Lonnie Gordon (born November 8, 1965, Philadelphia) is an American female dance, pop and R&B singer and songwriter. She scored several chart hits during the 1990s, most notably for her 1990 UK top 10 single Happenin' All Over Again.

Early life and career
Born in Philadelphia, Pennsylvania, Gordon moved to the Bronx at an early age. In the early 1980s, she started performing around the Harlem area in clubs as the lead singer of a band called Nythjar. After meeting her husband, she relocated to England in the late 1980s, and retired from the music scene to take care of her daughter Rikki.

Gordon resumed her singing career in 1988 singing lead vocals for club-oriented acts such as Offshore, Deja Vu and most notably, House ensemble Quartzlock, releasing the singles "No Regrets", "Love Eviction" and "You Make Loving Fun". In 1989, she contributed lead vocals to Simon Harris' cover of the On the House song "(I've Got Your) Pleasure Control", which became her first charting single in the UK. The record brought her to the attention of Supreme Records, who offered her a deal in 1989.

The first single on the Supreme label, a cover of First Choice's "Let No Man Put Asunder" (re-titled "It's Not Over (Let No Man Put Asunder)"), was a club hit but did not translate into pop success. For her next single, "Happenin' All Over Again", Gordon collaborated with British hitmaking team Stock Aitken & Waterman. She had a long association with the record label Supreme dating back to 1985 with the Supreme act Princess. The single was released in January 1990. It peaked at No. 4 on the UK Singles Chart, and became a huge hit around Europe.
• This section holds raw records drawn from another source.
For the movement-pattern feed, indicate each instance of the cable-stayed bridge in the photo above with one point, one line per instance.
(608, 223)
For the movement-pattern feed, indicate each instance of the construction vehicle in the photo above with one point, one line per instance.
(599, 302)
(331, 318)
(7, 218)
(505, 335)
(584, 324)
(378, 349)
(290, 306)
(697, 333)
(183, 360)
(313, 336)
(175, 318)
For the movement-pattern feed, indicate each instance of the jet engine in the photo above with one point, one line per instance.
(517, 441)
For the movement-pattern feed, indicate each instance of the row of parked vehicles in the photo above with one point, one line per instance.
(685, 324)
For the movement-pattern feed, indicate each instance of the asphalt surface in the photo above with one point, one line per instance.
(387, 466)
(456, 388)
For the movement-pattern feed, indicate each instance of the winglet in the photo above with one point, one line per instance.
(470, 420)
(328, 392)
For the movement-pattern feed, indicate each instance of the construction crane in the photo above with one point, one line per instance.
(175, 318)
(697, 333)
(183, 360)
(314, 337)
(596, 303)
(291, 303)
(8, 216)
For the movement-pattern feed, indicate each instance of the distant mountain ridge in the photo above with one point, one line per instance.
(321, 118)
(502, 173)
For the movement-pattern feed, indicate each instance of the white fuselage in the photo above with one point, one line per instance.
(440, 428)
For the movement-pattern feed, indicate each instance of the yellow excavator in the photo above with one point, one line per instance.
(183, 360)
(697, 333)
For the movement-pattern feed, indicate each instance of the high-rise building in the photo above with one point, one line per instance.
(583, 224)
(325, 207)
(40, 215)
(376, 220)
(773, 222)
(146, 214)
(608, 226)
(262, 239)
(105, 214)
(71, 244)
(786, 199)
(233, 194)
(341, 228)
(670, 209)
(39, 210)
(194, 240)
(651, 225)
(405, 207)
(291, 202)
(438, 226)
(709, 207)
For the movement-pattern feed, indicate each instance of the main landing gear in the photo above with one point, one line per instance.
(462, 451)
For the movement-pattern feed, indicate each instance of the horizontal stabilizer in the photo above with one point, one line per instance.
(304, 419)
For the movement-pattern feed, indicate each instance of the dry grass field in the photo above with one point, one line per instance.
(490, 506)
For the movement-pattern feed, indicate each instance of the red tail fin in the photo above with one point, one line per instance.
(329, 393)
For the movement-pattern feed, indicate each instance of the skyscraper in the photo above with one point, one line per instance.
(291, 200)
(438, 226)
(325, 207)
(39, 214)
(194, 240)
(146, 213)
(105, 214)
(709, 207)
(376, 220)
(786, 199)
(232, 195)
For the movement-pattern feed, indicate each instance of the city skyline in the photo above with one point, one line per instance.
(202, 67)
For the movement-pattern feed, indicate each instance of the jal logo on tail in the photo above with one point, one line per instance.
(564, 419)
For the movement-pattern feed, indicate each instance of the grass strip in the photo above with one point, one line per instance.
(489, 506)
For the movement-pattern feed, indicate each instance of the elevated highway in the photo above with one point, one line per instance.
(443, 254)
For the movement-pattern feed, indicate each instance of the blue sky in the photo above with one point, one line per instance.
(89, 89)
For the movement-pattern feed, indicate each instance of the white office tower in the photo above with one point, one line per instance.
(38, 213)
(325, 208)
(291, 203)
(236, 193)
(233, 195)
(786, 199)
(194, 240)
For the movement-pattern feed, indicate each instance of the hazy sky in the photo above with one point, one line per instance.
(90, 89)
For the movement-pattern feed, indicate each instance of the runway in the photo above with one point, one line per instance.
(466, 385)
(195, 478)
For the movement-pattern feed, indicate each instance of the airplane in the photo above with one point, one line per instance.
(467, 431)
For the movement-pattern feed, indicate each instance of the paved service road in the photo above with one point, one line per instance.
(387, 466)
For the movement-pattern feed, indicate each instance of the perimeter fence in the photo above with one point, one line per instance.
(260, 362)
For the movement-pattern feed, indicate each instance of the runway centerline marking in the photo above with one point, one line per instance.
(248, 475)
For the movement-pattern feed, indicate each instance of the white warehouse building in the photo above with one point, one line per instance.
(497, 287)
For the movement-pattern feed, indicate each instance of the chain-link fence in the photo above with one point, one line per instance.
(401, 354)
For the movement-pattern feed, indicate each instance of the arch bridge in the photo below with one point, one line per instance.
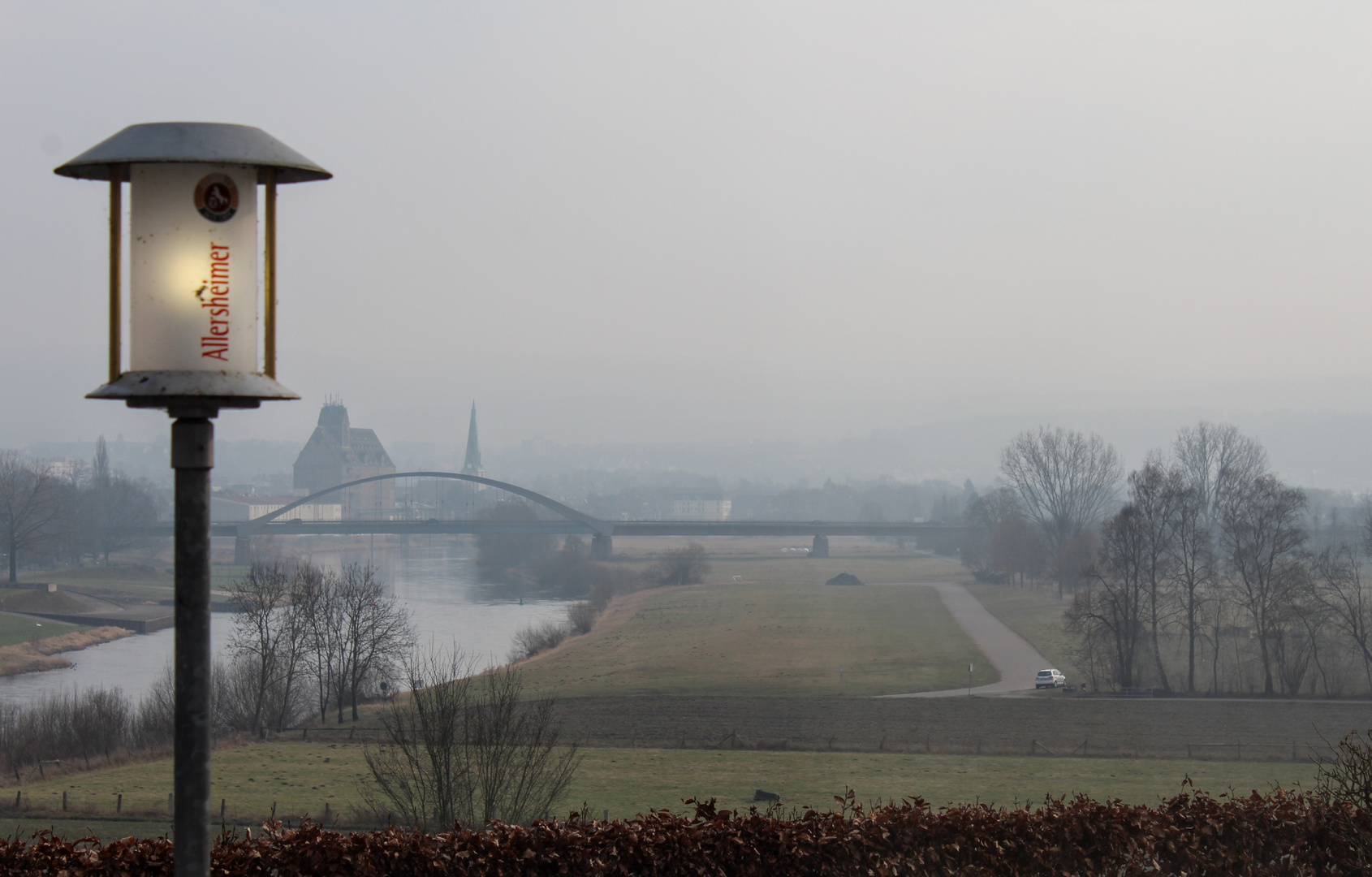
(570, 522)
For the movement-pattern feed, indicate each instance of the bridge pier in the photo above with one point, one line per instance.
(242, 551)
(819, 548)
(602, 547)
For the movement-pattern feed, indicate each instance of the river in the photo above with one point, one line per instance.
(438, 585)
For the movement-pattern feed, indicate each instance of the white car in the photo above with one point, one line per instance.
(1050, 678)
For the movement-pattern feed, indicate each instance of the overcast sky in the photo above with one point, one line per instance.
(703, 221)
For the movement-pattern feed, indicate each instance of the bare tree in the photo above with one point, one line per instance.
(984, 521)
(316, 596)
(1153, 495)
(467, 748)
(1191, 563)
(1066, 482)
(33, 501)
(1336, 582)
(375, 632)
(113, 507)
(1111, 610)
(1217, 460)
(1262, 538)
(498, 553)
(270, 642)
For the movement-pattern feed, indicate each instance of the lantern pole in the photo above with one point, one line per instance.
(192, 457)
(270, 278)
(115, 268)
(179, 357)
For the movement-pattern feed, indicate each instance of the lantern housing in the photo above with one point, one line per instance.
(194, 261)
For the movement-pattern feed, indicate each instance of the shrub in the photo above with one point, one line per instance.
(580, 616)
(1258, 836)
(530, 642)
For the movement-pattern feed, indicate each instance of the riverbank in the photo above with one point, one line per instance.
(45, 654)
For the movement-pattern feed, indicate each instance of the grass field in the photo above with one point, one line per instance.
(762, 560)
(1036, 616)
(135, 581)
(300, 777)
(766, 640)
(15, 629)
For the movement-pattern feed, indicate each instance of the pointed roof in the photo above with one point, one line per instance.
(472, 464)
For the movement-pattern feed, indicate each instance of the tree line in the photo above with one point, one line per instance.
(71, 513)
(308, 640)
(1201, 570)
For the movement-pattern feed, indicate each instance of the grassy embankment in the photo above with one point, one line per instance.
(29, 644)
(300, 777)
(119, 582)
(770, 636)
(1036, 616)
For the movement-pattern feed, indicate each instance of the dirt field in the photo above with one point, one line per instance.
(1059, 724)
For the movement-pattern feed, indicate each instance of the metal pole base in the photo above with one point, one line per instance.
(192, 457)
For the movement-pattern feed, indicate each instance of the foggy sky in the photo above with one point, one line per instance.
(722, 222)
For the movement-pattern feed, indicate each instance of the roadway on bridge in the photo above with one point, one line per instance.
(1007, 650)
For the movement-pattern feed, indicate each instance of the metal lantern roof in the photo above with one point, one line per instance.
(210, 143)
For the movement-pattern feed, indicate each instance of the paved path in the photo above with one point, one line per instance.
(1007, 650)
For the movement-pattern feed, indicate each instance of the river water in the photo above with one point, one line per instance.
(438, 585)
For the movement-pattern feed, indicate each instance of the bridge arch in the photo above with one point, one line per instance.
(602, 527)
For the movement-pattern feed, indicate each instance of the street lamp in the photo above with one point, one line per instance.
(192, 352)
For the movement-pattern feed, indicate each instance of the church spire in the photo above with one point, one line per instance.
(472, 464)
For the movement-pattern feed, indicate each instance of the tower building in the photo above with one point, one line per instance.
(338, 453)
(472, 463)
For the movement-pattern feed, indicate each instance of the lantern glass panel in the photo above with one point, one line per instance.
(194, 270)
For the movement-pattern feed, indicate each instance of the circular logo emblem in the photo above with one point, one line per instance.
(217, 198)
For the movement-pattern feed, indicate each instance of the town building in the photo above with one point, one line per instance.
(701, 508)
(338, 453)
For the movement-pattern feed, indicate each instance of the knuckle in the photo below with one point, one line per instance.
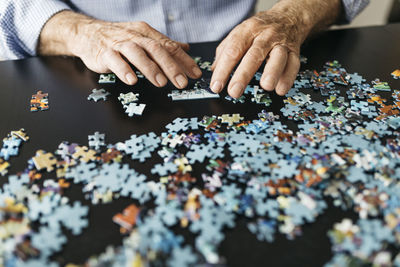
(171, 46)
(171, 66)
(257, 54)
(153, 45)
(233, 52)
(143, 24)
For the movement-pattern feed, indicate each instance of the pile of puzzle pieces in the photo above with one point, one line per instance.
(345, 148)
(39, 101)
(10, 148)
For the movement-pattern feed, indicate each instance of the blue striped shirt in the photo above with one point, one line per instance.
(21, 21)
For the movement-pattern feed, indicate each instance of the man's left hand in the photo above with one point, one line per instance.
(272, 36)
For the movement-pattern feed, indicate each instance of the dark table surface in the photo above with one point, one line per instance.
(373, 52)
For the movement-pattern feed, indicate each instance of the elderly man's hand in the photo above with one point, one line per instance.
(110, 47)
(275, 36)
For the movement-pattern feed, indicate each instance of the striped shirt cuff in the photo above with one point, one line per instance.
(34, 17)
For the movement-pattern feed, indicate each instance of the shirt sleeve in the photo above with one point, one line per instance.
(21, 22)
(352, 8)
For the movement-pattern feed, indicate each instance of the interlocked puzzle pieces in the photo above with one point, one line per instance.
(96, 140)
(192, 94)
(134, 109)
(107, 78)
(44, 160)
(128, 98)
(98, 94)
(396, 74)
(39, 101)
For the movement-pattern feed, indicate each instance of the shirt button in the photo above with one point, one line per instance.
(171, 17)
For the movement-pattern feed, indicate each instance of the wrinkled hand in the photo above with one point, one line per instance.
(110, 47)
(272, 36)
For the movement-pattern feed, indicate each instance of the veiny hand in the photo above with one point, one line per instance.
(272, 36)
(106, 46)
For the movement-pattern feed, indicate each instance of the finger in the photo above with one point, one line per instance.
(274, 68)
(250, 63)
(165, 61)
(119, 66)
(135, 54)
(149, 31)
(234, 50)
(289, 75)
(184, 46)
(185, 61)
(218, 54)
(177, 50)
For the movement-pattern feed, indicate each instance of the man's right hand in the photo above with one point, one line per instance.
(110, 47)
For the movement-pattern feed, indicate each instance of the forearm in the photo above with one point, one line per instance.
(21, 23)
(307, 16)
(61, 34)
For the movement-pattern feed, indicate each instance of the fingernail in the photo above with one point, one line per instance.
(130, 78)
(268, 83)
(216, 87)
(197, 71)
(181, 80)
(161, 80)
(237, 89)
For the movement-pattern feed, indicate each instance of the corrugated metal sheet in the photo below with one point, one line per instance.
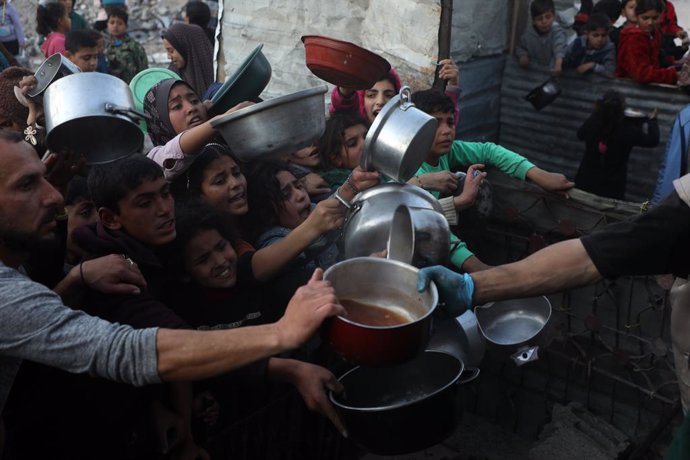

The planned follow-up single, the uptempo "How Could He Do This to Me", was scrapped (and was never released until years later), and the ballad "Beyond Your Wildest Dreams" was released instead in August 1990. The single peaked at No. 48. In November 1990, Gordon released her debut album's title track "If I Have to Stand Alone", which had a similar sound to "Happenin' All Over Again". The single charted at No. 68 in the UK. Her debut album, If I Have to Stand Alone, only received a limited release in Europe, Australia (where it peaked at No. 173 on the ARIA Albums Chart) and Japan.

In 1991, Gordon flew to Italy and recorded the song "Gonna Catch You", written and produced by the Italo house group Black Box. It was released as a single in the UK where it became a top 40 hit, peaking at No. 32. Due to its inclusion in the Vanilla Ice film Cool As Ice, the song became her debut release in the U.S., where it peaked at No. 1 on the U.S. Dance charts and at No. 79 on the Billboard Hot 100. This was Gordon's last release with Supreme Records.

Signed to SBK Records, Gordon released her second album Bad Mood in 1993. The album included two further U.S. No. 1 Dance singles, "Bad Mood", and a remixed version of  "Happenin' All Over Again", which also peaked at No. 98 in the Billboard Hot 100. A follow up single, "Do You Want It", also did well on the dance charts in 1994.

Gordon has hit the U.S. dance chart two more times in 1996, with the songs "Dirty Love" on Geffen Records, which peaked at No. 6, and "If You Really Love Me" released on Big Bang Records, which peaked at No. 42.  In 2000, she released the compilation album No Regret, which included many of her singles and album highlights, as well as two new songs. A cover of "He Lives in You", was released as its lead single.  Also, in 1997, Lonnie Gordon worked with European dance producers P.O.F., Roland Michael and Demetrius Ross and remixed the single, If You Really Love Me originally written and recorded by Stevie Wonder.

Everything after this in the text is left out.